Some years ago I wrote a piece called The Fade, about the impact a shelf-full of faded book spines had on my feelings about home. I should write a sequel, because it’s happened again—not because a tree was chopped down this time, but because I built bookshelves right next to the window of our top-floor Edinburgh flat when we moved in four years ago. You wouldn’t think there’d be enough sunlight in Scotland to fade anything, but there is, and even some books I bought here in the past decade have suffered. So I did some research on anti-UV window film, ordered some a month ago, and this morning finally installed it. Cutting the stuff to size was tricky, and squeegying bubbles out with a credit card was trickier, so the results are annoyingly imperfect; but I think I value the books more than a few air bubbles and plastic wrinkles on the double-glazing.

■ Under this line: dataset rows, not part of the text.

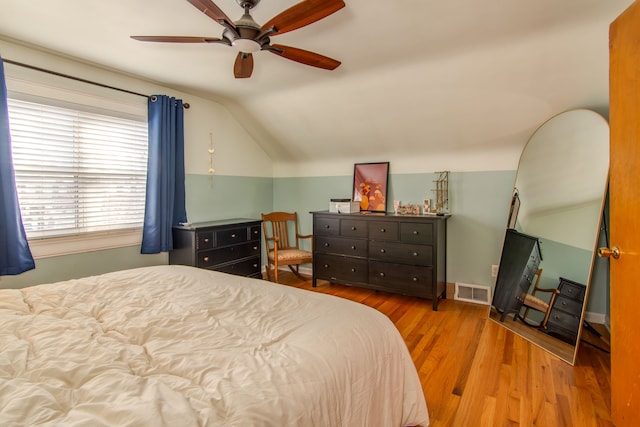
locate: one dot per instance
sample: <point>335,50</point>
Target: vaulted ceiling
<point>419,77</point>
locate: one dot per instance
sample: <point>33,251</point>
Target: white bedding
<point>180,346</point>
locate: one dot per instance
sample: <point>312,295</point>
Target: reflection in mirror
<point>552,228</point>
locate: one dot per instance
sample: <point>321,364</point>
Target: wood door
<point>624,86</point>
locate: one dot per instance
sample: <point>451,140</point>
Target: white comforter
<point>179,346</point>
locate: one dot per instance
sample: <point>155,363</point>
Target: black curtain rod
<point>55,73</point>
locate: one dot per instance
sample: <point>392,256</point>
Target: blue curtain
<point>15,255</point>
<point>165,201</point>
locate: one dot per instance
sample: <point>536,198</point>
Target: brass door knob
<point>613,252</point>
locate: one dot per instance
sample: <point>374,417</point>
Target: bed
<point>181,346</point>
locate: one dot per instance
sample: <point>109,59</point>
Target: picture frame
<point>370,184</point>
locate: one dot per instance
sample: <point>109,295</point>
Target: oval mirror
<point>552,229</point>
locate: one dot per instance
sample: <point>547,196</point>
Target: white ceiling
<point>419,77</point>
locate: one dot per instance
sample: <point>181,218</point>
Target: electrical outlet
<point>494,271</point>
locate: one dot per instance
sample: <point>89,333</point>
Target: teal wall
<point>478,202</point>
<point>222,197</point>
<point>84,264</point>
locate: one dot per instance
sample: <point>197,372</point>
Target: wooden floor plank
<point>475,372</point>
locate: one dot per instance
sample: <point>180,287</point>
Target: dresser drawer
<point>383,230</point>
<point>217,256</point>
<point>353,228</point>
<point>249,267</point>
<point>339,245</point>
<point>401,253</point>
<point>416,232</point>
<point>406,279</point>
<point>254,233</point>
<point>341,269</point>
<point>327,226</point>
<point>572,290</point>
<point>204,240</point>
<point>231,236</point>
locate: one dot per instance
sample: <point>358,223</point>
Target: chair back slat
<point>281,223</point>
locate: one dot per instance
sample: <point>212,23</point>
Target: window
<point>78,170</point>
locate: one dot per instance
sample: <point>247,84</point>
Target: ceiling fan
<point>247,36</point>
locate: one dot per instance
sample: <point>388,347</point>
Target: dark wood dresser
<point>520,259</point>
<point>231,245</point>
<point>566,312</point>
<point>402,254</point>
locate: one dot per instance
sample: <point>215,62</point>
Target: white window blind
<point>77,171</point>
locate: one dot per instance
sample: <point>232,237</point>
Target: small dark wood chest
<point>231,246</point>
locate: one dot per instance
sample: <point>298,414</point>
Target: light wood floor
<point>474,372</point>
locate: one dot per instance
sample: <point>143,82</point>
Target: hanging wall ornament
<point>211,151</point>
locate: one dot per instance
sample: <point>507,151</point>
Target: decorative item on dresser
<point>566,311</point>
<point>519,263</point>
<point>230,245</point>
<point>386,252</point>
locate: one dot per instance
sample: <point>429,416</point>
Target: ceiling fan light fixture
<point>246,45</point>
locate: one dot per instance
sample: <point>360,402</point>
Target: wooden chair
<point>533,302</point>
<point>281,238</point>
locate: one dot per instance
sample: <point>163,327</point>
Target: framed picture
<point>370,186</point>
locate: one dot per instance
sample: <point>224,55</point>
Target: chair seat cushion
<point>535,303</point>
<point>291,254</point>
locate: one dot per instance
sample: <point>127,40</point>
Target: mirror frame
<point>563,350</point>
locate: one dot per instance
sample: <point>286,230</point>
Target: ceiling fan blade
<point>243,66</point>
<point>178,39</point>
<point>301,14</point>
<point>212,11</point>
<point>305,57</point>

I think I do, but it’s getting harder to be sure. Those books are looking more and more like relics, because I so rarely add to them nowadays; at least, not the large paperbacks and hardbacks shelved next to the window. Even the paperbacks at the other (darker) end of the room aren’t multiplying quite as quickly as they did, thanks to lack of time to browse bookshops, lack of time and inclination for reading them, and competition from electronic devices that serve up a day’s quota of words and images in a few clicks and swipes. The ones that I never got around to reading are reaching (or past) the point when I know I never will, and one day I’ll pack them up and bundle them off to a charity shop (selling them on Amazon is too much work for too little return), keeping only my favourites. Then the ones that are left really will be a fading memento of fading literary loves.

Until the kids take on interest, of course. For now, they’re focussed on all the picture books I’ve been buying and reading them for the past 4-5 years, but my son isn’t far off the age I was when I first discovered Peanuts, Tintin, Asterix and science fiction. Seeing how they hold up against the many other entertainments competing for their attention will be fun to watch.